| Type | Invited lecture |
| Event | Personal Contact Programme |
| Organized by | Institute of Chartered Accountants of India (ICAI) |
| Location | New Delhi, India |
| Date | August 14, 2007 |
| Slides | Download the presentation (PDF) |
An invited lecture delivered under the Personal Contact Programme of the Institute of Chartered Accountants of India, New Delhi (August 14, 2007).
In short: How India’s competition policy evolved from controlling monopolies to actively promoting competition — and how mergers and acquisitions are assessed within that framework.
About the lecture
This lecture for chartered-accountancy professionals gave a practical overview of India’s competition policy and how it treats mergers and acquisitions. It moved from the basics of market competition through the evolution of India’s policy to the analytical framework used to judge whether a given merger helps or harms competition.
What the lecture covered
- Competition fundamentals — what market competition is, why identifying the relevant market matters, and the benefits of competitive markets.

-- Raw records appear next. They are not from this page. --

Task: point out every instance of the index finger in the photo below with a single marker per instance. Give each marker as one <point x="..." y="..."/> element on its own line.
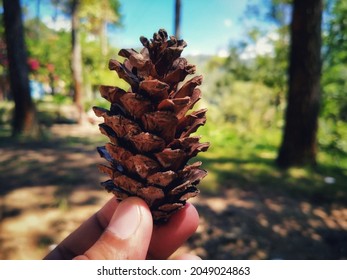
<point x="178" y="229"/>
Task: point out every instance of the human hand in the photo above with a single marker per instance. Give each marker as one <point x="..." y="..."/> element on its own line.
<point x="124" y="230"/>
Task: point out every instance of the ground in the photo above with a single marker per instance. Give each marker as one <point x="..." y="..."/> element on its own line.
<point x="48" y="188"/>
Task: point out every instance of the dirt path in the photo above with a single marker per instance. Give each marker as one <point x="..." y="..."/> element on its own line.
<point x="48" y="189"/>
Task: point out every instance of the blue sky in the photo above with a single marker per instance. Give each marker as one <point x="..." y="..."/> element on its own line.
<point x="208" y="26"/>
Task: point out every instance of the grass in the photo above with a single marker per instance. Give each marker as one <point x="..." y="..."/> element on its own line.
<point x="249" y="162"/>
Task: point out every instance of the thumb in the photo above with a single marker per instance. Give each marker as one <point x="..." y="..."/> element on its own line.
<point x="127" y="236"/>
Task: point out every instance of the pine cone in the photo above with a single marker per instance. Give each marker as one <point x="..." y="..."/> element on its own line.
<point x="149" y="128"/>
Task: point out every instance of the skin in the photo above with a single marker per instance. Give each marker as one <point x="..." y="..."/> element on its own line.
<point x="125" y="230"/>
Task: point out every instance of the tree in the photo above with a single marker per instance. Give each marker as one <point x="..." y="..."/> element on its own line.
<point x="24" y="120"/>
<point x="299" y="143"/>
<point x="177" y="18"/>
<point x="76" y="58"/>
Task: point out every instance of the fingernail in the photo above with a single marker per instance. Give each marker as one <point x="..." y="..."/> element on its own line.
<point x="125" y="220"/>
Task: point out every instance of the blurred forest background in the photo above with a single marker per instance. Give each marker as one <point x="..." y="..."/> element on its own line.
<point x="277" y="123"/>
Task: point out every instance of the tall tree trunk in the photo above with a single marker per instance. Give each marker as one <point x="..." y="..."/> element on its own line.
<point x="178" y="19"/>
<point x="76" y="59"/>
<point x="24" y="119"/>
<point x="299" y="144"/>
<point x="103" y="38"/>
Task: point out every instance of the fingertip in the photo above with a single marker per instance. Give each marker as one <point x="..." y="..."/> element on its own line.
<point x="187" y="257"/>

- India’s policy evolution — the shift from the MRTP Act (1969) to the Competition Act (2002), moving from controlling monopolies toward preventing anti-competitive practices and regulating combinations.
- An M&A analysis framework — the types of mergers (horizontal, vertical, conglomerate), their differing competition implications, and measurement tools such as the Herfindahl-Hirschman Index (HHI).
- Implementation challenges — high thresholds for scrutiny, cross-border issues, jurisdictional overlaps between regulators, and the need for better data and monitoring.